The life significance of a spiritually oriented, Outward Bound-type wilderness expedition

Brad Daniel (2003)

This retrospective study examined the life significance of a Christian-based, Outward Bound-type wilderness expedition offered by Montreat College in Western North Carolina. The purpose was to discover what informants remembered, what they had learned, and whether the trip played a role in their lives subsequently. Two aspects of the expedition were studied--the significance of the entire experience and the significance of its individual components. The sample involved 227 informants who went on the expedition at some point between the years 1976 and 2000. The study used multiple methods, including written questionnaires, focus group interviews, and the findings from two pilot studies conducted with participants from the 1999 and 2000 expeditions. The answers and interviews were coded and analyzed for content. Additional researchers reviewed the data to confirm intercoder reliability. The findings revealed that 90% of the participants believed the experience had made a difference in their lives. For one third of all respondents, the significance actually increased over time.
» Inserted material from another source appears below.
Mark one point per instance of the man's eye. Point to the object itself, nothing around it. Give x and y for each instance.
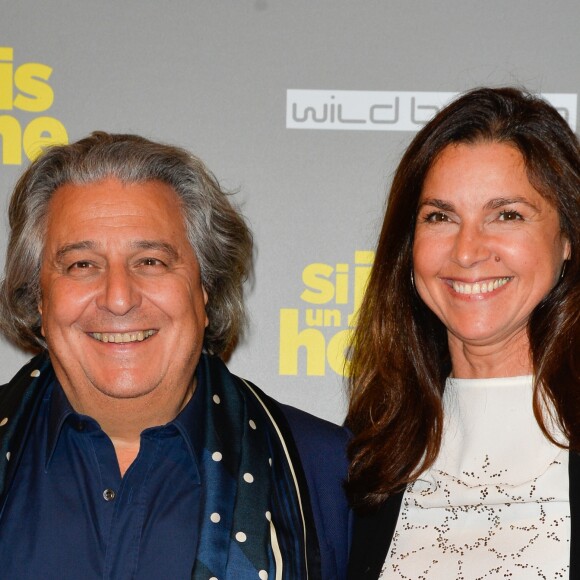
(436, 216)
(509, 215)
(151, 262)
(80, 265)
Significance was enhanced most often by three factors--how new or unique the experience was to the informant, the timing of the event in the informants' lives, and the extent to which expedition memories were connected later to other life experiences. Other factors that informants mentioned as contributing to the significance of the expedition were the influence of the instructors, challenges encountered on the trip, and wilderness setting. The findings indicated that the expedition promoted personal growth in several ways. It refined the way in which informants viewed themselves and their circumstances. Subsequently, it served as a reference point, a reservoir of life lessons, or a life metaphor. The expedition encouraged spiritual growth by drawing parallels between the informants' wilderness experiences, their life journeys, and the wilderness experiences portrayed in the Bible. One overarching theme was prevalent. The expedition encouraged a sense of something greater within informants--a sense that ranged from a greater awareness of God to a greater awareness of the natural world to a greater awareness of self (actions, attitudes, behaviors, beliefs, and personal abilities). Directions for future research also are discussed.